In 2010 Penny and Ron Jones were awarded MBEs by the Queen for their services to children and families having fostered nearly 300 children, but one of those children now stands accused of attempted murder following the alleged botched bombing of a London Underground train.

The hunt for those responsible for planting the bomb, which partially detonated at Parsons Green station in West London on 15 September, led counter-terror police to the home of Mr and Mrs Jones in Sunbury, Surrey.

One day following the incident - which injured 30 people - police raided the elderly couple's home.

Later that same day 18-year-old Ahmed Hassan was arrested at the port of Dover. On 22 September he was charged with attempted murder and causing an explosion.

The ordeal has left Penny and Ron Jones "shell-shocked" according to their 45-year-old son, who spoke to The Mail on Sunday about his parents and their recent experience.

"It's hard to believe that two people who have done so much have to suffer the indignity of having their lives dissected," he said. "My parents have worked tirelessly for the benefit of other people's children who are in need.

"[Mum] just keeps telling me she's shell-shocked. She hasn't been sleeping. But this won't break mum. She's too strong and practical."

Jones believes the couple - Penny, 77, and Ron, 88 - should give up fostering, but suspects they'll continue.

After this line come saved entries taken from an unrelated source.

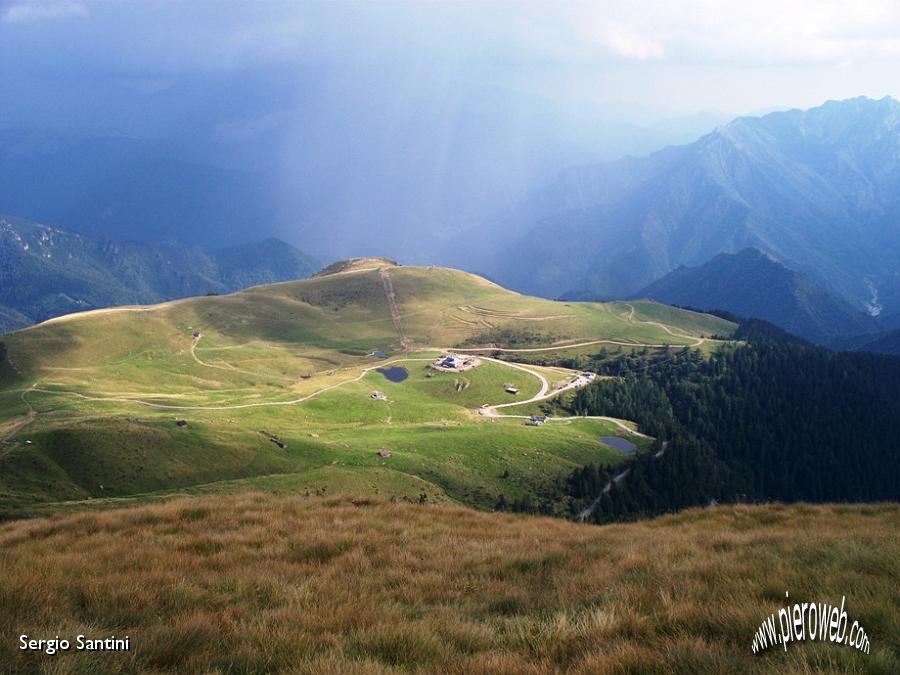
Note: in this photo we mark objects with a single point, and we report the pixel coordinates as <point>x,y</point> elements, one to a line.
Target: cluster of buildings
<point>455,362</point>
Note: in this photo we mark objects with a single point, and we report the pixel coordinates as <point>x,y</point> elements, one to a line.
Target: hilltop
<point>258,583</point>
<point>275,387</point>
<point>357,265</point>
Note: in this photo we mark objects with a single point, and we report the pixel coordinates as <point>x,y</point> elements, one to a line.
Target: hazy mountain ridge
<point>47,271</point>
<point>817,188</point>
<point>754,284</point>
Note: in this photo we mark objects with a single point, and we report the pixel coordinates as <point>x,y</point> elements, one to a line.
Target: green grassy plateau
<point>256,583</point>
<point>275,385</point>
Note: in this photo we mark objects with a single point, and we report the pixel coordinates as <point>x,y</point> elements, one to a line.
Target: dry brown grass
<point>257,583</point>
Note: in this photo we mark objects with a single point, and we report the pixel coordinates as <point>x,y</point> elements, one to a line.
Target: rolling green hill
<point>274,388</point>
<point>261,584</point>
<point>46,271</point>
<point>753,284</point>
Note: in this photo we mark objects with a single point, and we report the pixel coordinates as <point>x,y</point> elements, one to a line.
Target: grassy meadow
<point>258,583</point>
<point>275,385</point>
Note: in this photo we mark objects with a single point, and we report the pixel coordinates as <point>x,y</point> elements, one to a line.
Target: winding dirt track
<point>489,411</point>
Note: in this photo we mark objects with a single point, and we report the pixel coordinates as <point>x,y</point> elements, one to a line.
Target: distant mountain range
<point>754,284</point>
<point>46,271</point>
<point>818,189</point>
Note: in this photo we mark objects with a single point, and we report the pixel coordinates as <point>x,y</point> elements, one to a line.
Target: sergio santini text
<point>81,644</point>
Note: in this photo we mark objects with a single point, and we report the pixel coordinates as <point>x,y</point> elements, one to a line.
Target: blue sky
<point>374,121</point>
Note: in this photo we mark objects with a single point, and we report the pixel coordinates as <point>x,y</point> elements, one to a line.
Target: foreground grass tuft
<point>255,583</point>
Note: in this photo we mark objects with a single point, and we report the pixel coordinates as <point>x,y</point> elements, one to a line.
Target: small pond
<point>394,374</point>
<point>619,443</point>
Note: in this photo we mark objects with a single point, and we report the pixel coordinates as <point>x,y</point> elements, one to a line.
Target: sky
<point>695,55</point>
<point>391,116</point>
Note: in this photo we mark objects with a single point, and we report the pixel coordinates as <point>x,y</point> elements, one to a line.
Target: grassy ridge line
<point>258,583</point>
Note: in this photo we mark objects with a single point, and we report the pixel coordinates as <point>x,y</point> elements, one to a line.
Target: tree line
<point>767,420</point>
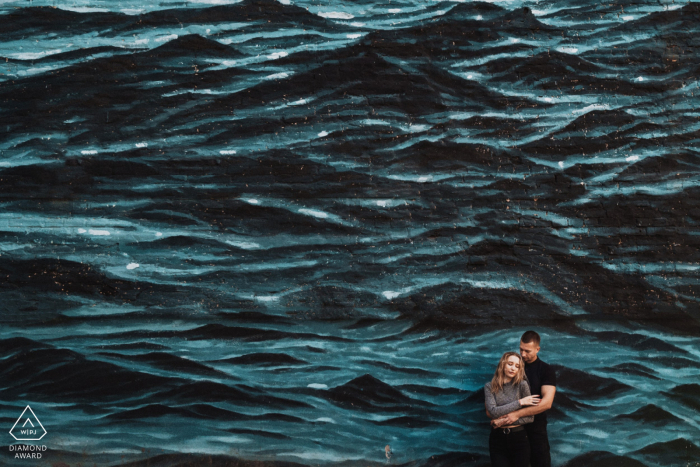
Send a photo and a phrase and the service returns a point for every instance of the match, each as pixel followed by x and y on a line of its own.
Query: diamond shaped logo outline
pixel 30 421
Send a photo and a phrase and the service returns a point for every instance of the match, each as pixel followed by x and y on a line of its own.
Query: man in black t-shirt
pixel 543 382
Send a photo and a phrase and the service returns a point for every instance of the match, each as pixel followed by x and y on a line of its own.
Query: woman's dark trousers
pixel 509 449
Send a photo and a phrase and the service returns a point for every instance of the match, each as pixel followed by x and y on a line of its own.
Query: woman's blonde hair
pixel 499 377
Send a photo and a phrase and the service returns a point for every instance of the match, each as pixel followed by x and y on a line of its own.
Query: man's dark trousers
pixel 539 446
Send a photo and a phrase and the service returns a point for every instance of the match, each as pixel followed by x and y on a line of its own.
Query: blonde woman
pixel 507 392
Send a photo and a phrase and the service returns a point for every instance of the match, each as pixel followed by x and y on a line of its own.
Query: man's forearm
pixel 531 410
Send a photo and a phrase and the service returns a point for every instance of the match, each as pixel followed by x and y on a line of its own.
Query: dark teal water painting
pixel 300 231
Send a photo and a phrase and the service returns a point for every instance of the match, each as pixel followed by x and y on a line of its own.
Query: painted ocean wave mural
pixel 299 231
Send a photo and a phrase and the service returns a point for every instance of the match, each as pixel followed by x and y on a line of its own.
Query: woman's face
pixel 512 366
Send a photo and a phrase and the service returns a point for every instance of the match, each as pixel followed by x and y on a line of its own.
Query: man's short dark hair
pixel 530 336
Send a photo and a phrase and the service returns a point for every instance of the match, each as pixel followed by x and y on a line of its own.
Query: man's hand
pixel 508 419
pixel 545 404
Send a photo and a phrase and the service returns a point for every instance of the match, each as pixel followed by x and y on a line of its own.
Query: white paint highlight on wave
pixel 99 232
pixel 335 15
pixel 278 76
pixel 314 213
pixel 317 386
pixel 167 38
pixel 35 55
pixel 243 245
pixel 276 55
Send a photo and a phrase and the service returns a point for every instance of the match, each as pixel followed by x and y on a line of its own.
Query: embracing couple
pixel 517 398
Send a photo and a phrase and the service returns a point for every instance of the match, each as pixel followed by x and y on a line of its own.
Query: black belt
pixel 507 431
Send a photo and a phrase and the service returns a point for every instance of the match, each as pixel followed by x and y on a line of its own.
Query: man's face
pixel 529 351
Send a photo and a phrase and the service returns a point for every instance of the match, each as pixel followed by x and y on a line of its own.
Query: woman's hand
pixel 498 422
pixel 530 400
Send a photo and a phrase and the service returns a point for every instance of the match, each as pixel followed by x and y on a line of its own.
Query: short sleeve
pixel 549 377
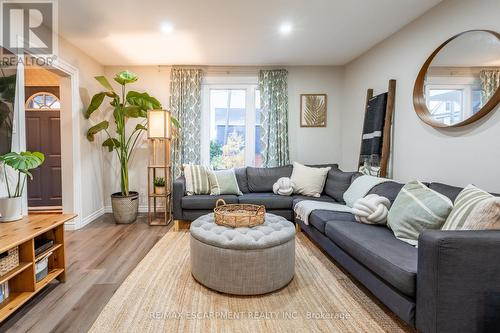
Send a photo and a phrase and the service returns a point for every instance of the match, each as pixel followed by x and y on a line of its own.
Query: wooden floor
pixel 99 258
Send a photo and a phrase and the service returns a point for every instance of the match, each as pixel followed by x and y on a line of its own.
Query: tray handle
pixel 220 202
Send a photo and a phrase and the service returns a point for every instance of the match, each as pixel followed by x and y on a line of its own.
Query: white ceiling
pixel 232 32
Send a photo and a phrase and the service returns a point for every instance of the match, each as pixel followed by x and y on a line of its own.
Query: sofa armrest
pixel 179 191
pixel 458 281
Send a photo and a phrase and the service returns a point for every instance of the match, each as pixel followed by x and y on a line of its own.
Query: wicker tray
pixel 238 215
pixel 10 261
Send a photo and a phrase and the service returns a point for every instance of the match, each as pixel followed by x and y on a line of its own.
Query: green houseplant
pixel 125 105
pixel 159 183
pixel 21 163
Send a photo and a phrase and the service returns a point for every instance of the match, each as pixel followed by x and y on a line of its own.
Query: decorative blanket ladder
pixel 376 137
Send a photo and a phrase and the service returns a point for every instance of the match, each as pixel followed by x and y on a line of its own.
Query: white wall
pixel 307 145
pixel 92 203
pixel 315 145
pixel 460 156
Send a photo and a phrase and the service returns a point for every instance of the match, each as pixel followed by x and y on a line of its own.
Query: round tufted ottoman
pixel 243 261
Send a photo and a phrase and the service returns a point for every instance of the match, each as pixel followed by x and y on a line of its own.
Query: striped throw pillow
pixel 415 209
pixel 223 182
pixel 197 181
pixel 466 201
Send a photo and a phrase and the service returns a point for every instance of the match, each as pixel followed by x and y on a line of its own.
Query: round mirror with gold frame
pixel 460 81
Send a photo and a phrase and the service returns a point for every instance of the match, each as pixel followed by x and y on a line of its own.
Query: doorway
pixel 43 133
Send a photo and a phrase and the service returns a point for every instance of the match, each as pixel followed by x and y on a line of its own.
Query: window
pixel 231 123
pixel 43 101
pixel 446 105
pixel 453 99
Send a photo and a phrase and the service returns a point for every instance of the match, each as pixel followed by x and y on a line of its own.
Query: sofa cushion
pixel 450 191
pixel 376 248
pixel 308 181
pixel 319 218
pixel 337 182
pixel 416 209
pixel 269 200
pixel 263 179
pixel 241 178
pixel 205 201
pixel 389 190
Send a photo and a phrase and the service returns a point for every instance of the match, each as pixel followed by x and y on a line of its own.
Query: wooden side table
pixel 159 166
pixel 22 282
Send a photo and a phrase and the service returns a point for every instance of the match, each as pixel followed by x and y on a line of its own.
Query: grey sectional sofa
pixel 450 283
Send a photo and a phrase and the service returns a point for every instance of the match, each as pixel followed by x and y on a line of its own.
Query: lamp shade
pixel 159 124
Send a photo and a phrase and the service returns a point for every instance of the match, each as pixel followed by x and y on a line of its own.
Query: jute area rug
pixel 160 295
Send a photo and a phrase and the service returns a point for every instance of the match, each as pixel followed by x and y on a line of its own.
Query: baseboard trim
pixel 78 224
pixel 142 209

"Knowing what mum and dad are like, I wouldn't be surprised if they take a respite and then start again."

Locals have said that the Jones' currently have two foster children - aged 18 and 22 - who were staying with them at the time of the raid. It's believed the couple are staying with friends as police continue their investigation.

Surrey county councillor Alison Griffiths, who knows the couple, described them as "pillars of the community" adding that "they do a job that not many people do."

A family friend added: "All I know is that they gave up fostering and someone got in touch with them and they started taking kids again, refugees, about a year ago."

In an interview with the BBC following the announcement that Mr and Mrs Jones were to be awarded MBEs, Penny said: "We [foster] because we find it rewarding... We open our hearts to all the children. Anybody that comes to us we will do whatever we can do to help them with whatever they need.

"There must have been hundreds of children. I try to stay in touch with them. Some have been adopted. I send them birthday cards – it's a very extended family."

In addition to Hassan, five other men were arrested following the attack, including a 17-year-old man and two other men who were released without charge. Two further men, aged 25 and 30, are still in custody.